Dan Gilbert's Tirade
Although I was only mildly interested in the LeBron James saga that's unfolded over recent weeks — and certainly not inclined to write about the fate of a Cleveland Cavalier on the pages of the Detroit Blog — it was the antics of Cavs' owner and Detroit native Dan Gilbert yesterday that really caught my attention.
After LeBron announced on ESPN that he was joining the Miami Heat instead of returning to Cleveland, Gilbert, who owns locally based lending giant Quicken Loans, went off on James. He posted a scathing letter on the team's website in which he suggested James "quit" in big games and accused his former star player of "cowardly betrayal" of not just Cavs fans but all of Northeast Ohio.
This shocking act of disloyalty from our home grown "chosen one" sends the exact opposite lesson of what we would want our children to learn. And "who" we would want them to grow-up to become.
Be for real, Dan.
Look, I know plenty of people here are feeling Gilbert, the homegrown billionaire who recently announced that he was moving his company's headquarters from Livonia, Mich., to downtown Detroit, and that's fine. We certainly can use his investments. But his teeing off on LeBron was as corny and weak as the kid's self-absorbed traveling free-agency carnival, not to mention out of step with how local sports barons have traditionally gotten down in Detroit.
I mean, first off, there's the obvious hypocrisy to his attack: He wouldn't be saying these things about LeBron, although he seems to feel them sincerely, had James returned to play basketball for him.
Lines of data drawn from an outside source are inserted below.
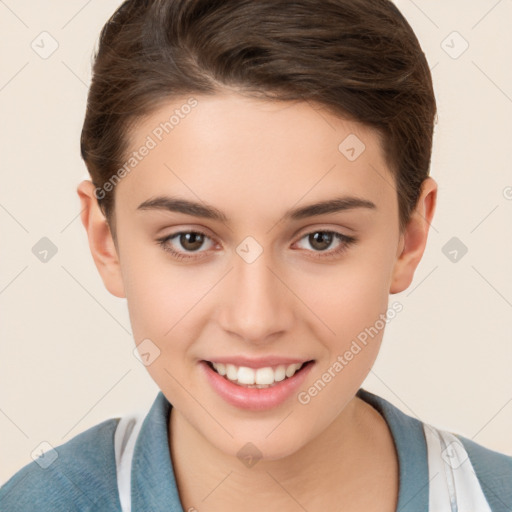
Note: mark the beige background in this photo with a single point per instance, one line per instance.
(66, 360)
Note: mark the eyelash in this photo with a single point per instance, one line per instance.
(346, 240)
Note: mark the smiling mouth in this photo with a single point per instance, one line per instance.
(257, 378)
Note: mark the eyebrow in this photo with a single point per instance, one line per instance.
(173, 204)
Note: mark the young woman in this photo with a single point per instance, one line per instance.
(259, 187)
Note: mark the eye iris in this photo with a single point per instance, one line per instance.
(322, 238)
(194, 239)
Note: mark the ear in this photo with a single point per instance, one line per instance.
(101, 243)
(414, 238)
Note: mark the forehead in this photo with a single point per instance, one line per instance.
(249, 155)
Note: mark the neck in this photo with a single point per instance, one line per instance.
(334, 466)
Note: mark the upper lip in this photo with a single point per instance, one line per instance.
(258, 362)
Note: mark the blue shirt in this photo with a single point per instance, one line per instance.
(83, 476)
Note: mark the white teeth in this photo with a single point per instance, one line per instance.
(261, 377)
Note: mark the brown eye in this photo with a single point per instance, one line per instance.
(191, 241)
(320, 240)
(184, 244)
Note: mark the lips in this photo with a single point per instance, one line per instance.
(244, 396)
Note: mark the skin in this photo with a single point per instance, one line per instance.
(254, 160)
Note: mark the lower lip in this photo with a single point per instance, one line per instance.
(255, 399)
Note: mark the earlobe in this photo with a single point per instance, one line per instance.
(414, 238)
(101, 243)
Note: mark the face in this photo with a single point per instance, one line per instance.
(257, 281)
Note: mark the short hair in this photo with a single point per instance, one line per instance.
(358, 58)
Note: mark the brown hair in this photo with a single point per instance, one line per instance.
(359, 58)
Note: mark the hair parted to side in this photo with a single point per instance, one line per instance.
(358, 58)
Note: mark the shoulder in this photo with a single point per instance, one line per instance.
(494, 472)
(77, 475)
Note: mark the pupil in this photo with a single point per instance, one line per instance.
(320, 240)
(194, 239)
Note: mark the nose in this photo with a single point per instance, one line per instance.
(257, 305)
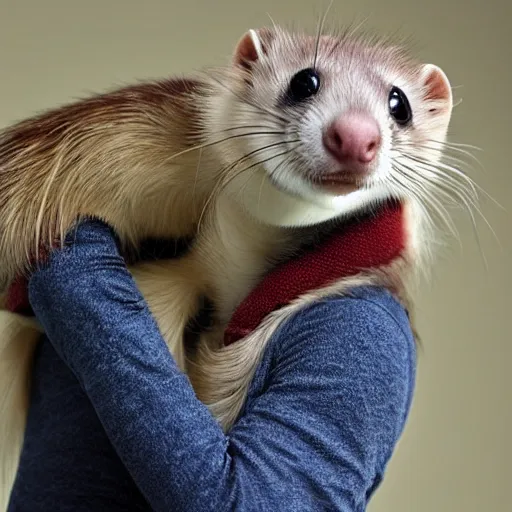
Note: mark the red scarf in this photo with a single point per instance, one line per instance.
(374, 241)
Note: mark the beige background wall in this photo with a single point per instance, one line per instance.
(456, 452)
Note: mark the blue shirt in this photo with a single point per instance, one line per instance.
(124, 430)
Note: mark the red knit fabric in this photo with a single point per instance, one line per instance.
(373, 242)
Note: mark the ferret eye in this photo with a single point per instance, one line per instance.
(304, 85)
(399, 106)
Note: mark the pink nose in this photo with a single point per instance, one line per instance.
(353, 138)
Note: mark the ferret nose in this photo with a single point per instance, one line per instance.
(353, 138)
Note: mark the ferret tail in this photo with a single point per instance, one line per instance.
(18, 339)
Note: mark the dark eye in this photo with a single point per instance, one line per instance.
(399, 106)
(304, 85)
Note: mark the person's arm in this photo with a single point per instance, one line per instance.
(335, 398)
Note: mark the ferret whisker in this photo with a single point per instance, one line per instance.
(429, 198)
(247, 101)
(195, 181)
(440, 165)
(443, 166)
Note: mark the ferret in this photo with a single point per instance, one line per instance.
(250, 160)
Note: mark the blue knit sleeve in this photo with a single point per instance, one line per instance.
(324, 412)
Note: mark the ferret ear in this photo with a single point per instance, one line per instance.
(436, 86)
(252, 47)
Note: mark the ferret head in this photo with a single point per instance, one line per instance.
(323, 126)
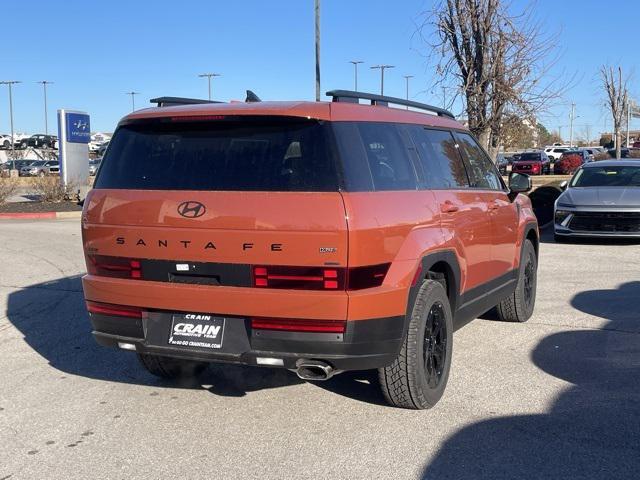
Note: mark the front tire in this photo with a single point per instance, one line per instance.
(418, 376)
(171, 368)
(518, 307)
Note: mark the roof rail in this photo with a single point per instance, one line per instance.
(350, 96)
(172, 101)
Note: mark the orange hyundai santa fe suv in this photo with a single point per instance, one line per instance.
(314, 236)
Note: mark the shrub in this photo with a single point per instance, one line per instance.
(50, 189)
(8, 187)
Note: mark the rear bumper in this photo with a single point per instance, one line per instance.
(564, 232)
(366, 344)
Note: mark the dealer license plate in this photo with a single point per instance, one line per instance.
(196, 330)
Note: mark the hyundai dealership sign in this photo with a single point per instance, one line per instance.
(78, 128)
(74, 135)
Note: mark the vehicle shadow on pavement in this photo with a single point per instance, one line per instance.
(593, 428)
(53, 320)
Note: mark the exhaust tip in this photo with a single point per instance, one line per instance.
(314, 370)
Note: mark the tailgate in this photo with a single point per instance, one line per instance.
(270, 228)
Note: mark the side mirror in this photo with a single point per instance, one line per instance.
(519, 183)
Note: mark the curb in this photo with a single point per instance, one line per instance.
(40, 215)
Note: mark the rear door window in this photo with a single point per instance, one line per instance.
(440, 159)
(375, 157)
(482, 172)
(264, 154)
(387, 156)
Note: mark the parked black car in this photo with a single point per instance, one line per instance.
(40, 141)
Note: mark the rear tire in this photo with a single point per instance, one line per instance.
(171, 368)
(418, 376)
(518, 307)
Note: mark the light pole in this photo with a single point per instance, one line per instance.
(44, 84)
(628, 119)
(317, 16)
(209, 77)
(407, 77)
(355, 73)
(10, 83)
(382, 68)
(571, 118)
(133, 101)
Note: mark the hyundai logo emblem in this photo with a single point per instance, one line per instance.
(191, 209)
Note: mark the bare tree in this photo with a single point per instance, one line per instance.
(615, 86)
(497, 61)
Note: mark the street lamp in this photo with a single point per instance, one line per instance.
(209, 76)
(10, 83)
(133, 101)
(355, 73)
(407, 77)
(382, 69)
(44, 84)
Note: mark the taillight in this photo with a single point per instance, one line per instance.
(299, 325)
(367, 277)
(116, 310)
(118, 267)
(319, 278)
(303, 278)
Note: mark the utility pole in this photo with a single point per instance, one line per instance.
(573, 111)
(628, 119)
(382, 68)
(407, 77)
(355, 73)
(10, 83)
(317, 15)
(133, 101)
(44, 84)
(209, 77)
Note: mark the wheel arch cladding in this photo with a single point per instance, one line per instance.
(441, 266)
(531, 233)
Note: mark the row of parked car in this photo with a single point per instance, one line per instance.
(97, 145)
(33, 168)
(555, 159)
(22, 141)
(41, 168)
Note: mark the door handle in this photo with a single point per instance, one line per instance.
(448, 207)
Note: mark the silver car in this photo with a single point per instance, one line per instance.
(40, 168)
(602, 199)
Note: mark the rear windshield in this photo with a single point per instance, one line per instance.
(247, 155)
(623, 176)
(530, 156)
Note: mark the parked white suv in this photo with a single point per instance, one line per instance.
(554, 153)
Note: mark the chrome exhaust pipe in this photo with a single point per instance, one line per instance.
(315, 370)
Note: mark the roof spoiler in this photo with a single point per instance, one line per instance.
(173, 101)
(350, 96)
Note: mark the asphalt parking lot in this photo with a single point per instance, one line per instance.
(557, 397)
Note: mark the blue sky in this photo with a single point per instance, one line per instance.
(97, 51)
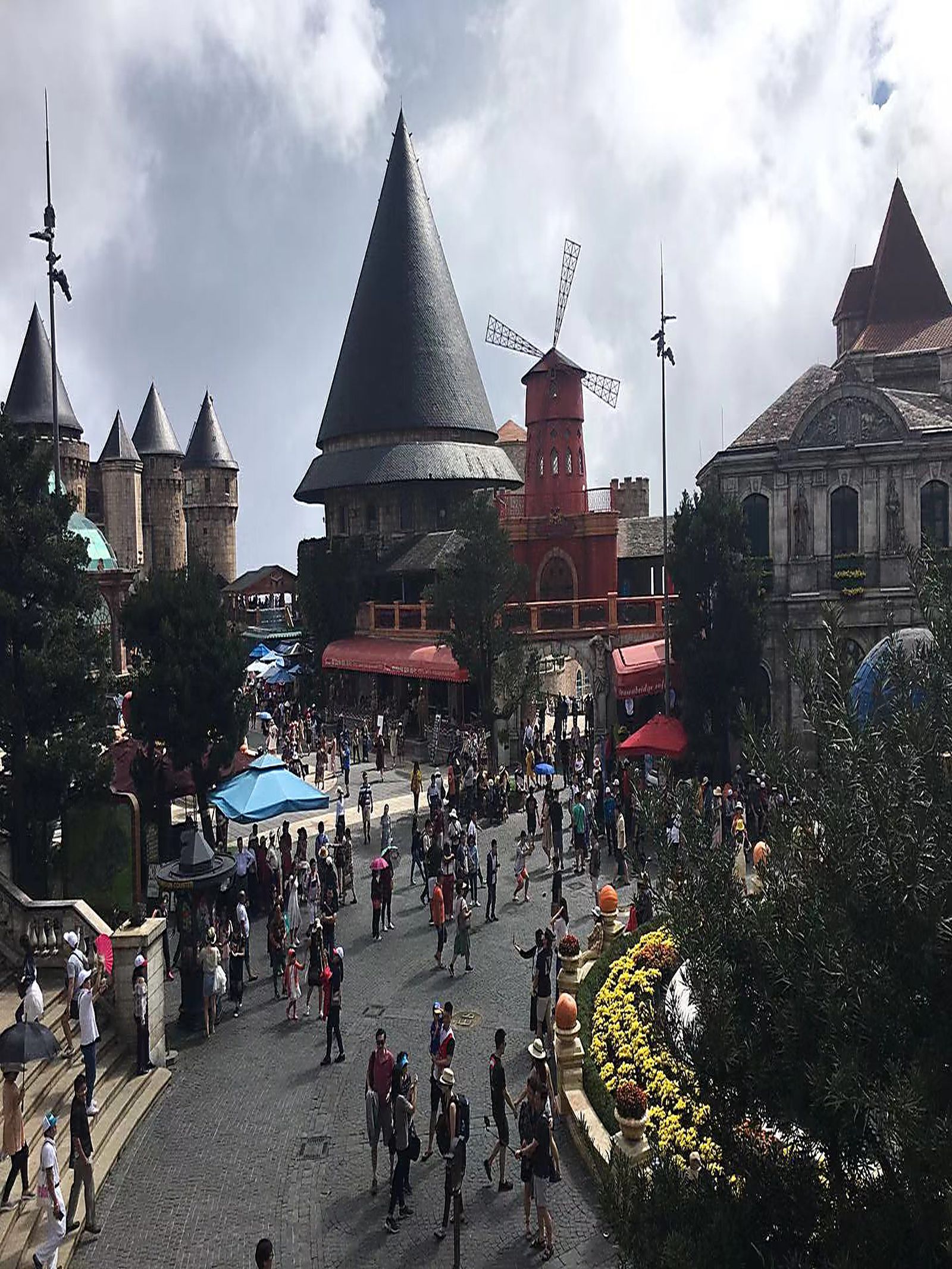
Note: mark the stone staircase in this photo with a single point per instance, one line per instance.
(124, 1101)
Second, while I'm sure that Detroiter Gilbert loves his Ohio team and his Cleveland fans, he needs to cut the crap about James "doing right by Cleveland" (read: his rich ass). The young man made a cold-blooded business decision — something a Croesus-rich mortgage broker can surely understand, no? Gilbert going after Akron, Ohio, native James for "betrayal" is as silly as someone thinking Gilbert is somehow "disloyal" to Detroit because he doesn't want to dump Cleveland to buy his hometown Pistons. (UPDATE: Nor, as my friend Kim pointed out to me a short time ago, is anybody in this city casting hexes on Gilbert or calling him traitorous for backing casino gambling in Ohio, which hurts Detroit's gaming industry.) It's business (though, yes, I get why the fans would argue differently).
Of course, I also wonder how much business really does play into Gilbert's tirade. According to some reports, James' departure could cost Gilbert's team as much as $250 million in value. (Wonder if losing that kind of bread will impact what he does in the D.) I'd be mad too if I just watched so much money fly off to South Beach, but name-calling seems inappropriate. I was expecting something a little classier from Gilbert after years of watching Detroit-bred sports tycoons handle business disappointments fairly smoothly in public.
If you don't know, Gilbert is part of a colorful crop of sports franchise owners that Detroit has produced over the years, from racing's Roger Penske to Peter Karmanos (Carolina Hurricanes) to Mike Illitch (Tigers/Red Wings), William Clay Ford (Lions) and Al Taubman. (I still love those Michigan Panthers helmets.) They've been an interesting lot, one that includes recovering alcoholics, Kwame Kilpatrick loyalists and convicted white-collar felons, but for the most part they've had a history of carrying themselves like cool-headed businessmen when it's come to sports matters.
For instance, when Barry Sanders finally tired of the Lions' mediocrity and slipped away from the NFL forever, Ford, easily the worst owner of them all on the field, had very little to say. Yes, Detroit fans were all kinds of shocked and angry (though certainly not like Cleveland's), but Ford kept it respectful. Same for Bill Davidson and the Pistons franchise when Ben Wallace spurned us for Chicago a few years ago.
Gilbert's as good a sports team owner as many of the other local moguls, if not better. But when it comes to the type of attack he put out there in the wake of James' departure, he could stand to cop a page from the other guys' books and leave the mean-spirited childishness to the paying customers (like me...Blubber all you want, Cleveland; I'm elated to see James out of the Pistons' division). When fans get upset about a move like this, it reflects their passion. But when billionaire owners go off like Gilbert did, they just look like peevish boors who can't handle getting their way.
That's the kind of person I don't ever want my child to be.